BLOOD OF THE VIRGIN de Sammy Harkham
Un article de LUDOVIC SANCHESCet article s’intéresse à la bande dessinée BLOOD OF THE VIRGIN de Sammy Harkham, publiée en 2023 aux éditions Cornélius. Il en dévoile par ailleurs certains éléments de l’intrigue.

© PantehonBooks/Cornélius
BLOOD OF THE VIRGIN appartient à cette catégorie d’œuvres qui sont la somme d’un travail de longue haleine de leurs créateurs: dans le domaine de la bande dessinée, on pense à ASTERIOS POLYP de David Mazzucchelli (2009) et ses quinze ans de gestation, à la décennie nécessaire à l’élaboration du BUILDING STORIES de Chris Ware (2012) ou encore à la douzaine d’années qu’aura passé Emil Ferris à dessiner MY FAVOURITE THING IS MONSTERS (2017-2024).

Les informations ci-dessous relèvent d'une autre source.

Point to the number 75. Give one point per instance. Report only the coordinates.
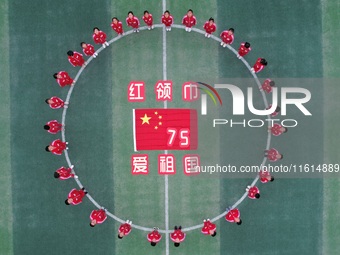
(184, 135)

Si BLOOD OF THE VIRGIN aura pris quatorze ans à Sammy Harkham, c’est surtout parce qu’en plus de son travail en tant qu’auteur, il est aussi éditeur et créateur de la fameuse anthologie KRAMERS ERGOT (autoéditée au début mais désormais publiée par Fantagraphics) qui depuis les années 2000 et pendant presque vingt ans a accueilli un impressionnant panel représentatif de la créativité de la bande dessinée indépendante venue du monde entier.
Pour le lecteur français qui n’a pas forcément eu la possibilité de lire en version originale les publications au sein desquelles ces planches ont été conçues (notamment dans les numéros du comic book CRICKETS qui n’ont pas été traduits tels quels en français), ce genre d’ouvrage peut avoir un côté un peu monumental et intimidant: BLOOD OF THE VIRGIN est donc un livre fleuve et imposant, un pavé de plus de 300 pages dont la lecture nécessite qu’on s’y plonge totalement. Son histoire peut néanmoins être résumée assez simplement: au début des années 70, Seymour travaille comme monteur pour une petite compagnie de production hollywoodienne spécialisée dans le cinéma d’exploitation, ces petits films de séries B (voire Z) fauchées et sans grande ambition artistique (comme le futur réalisateur des GREMLINS à ses débuts, Joe Dante qui écrivait pour des fanzines et montait des bandes annonces à la NEW WORLD PICTURES, la boite du célèbre producteur Roger Corman, Dante est d’ailleurs remercié par l’auteur dans les crédits du livre). Seymour nourrit malgré tout le rêve de devenir cinéaste et voit une opportunité quand son patron lui propose d’acheter un scénario qu’il a écrit, une histoire de loup garou, afin d’en faire un film d’épouvante intitulé BLOOD OF THE VIRGIN. Mais sa passion sincère et ses aspirations artistiques se cognent aux aléas de la vie quotidienne et en particulier sa vie de famille, son mariage avec Ida et leur fils en bas âge.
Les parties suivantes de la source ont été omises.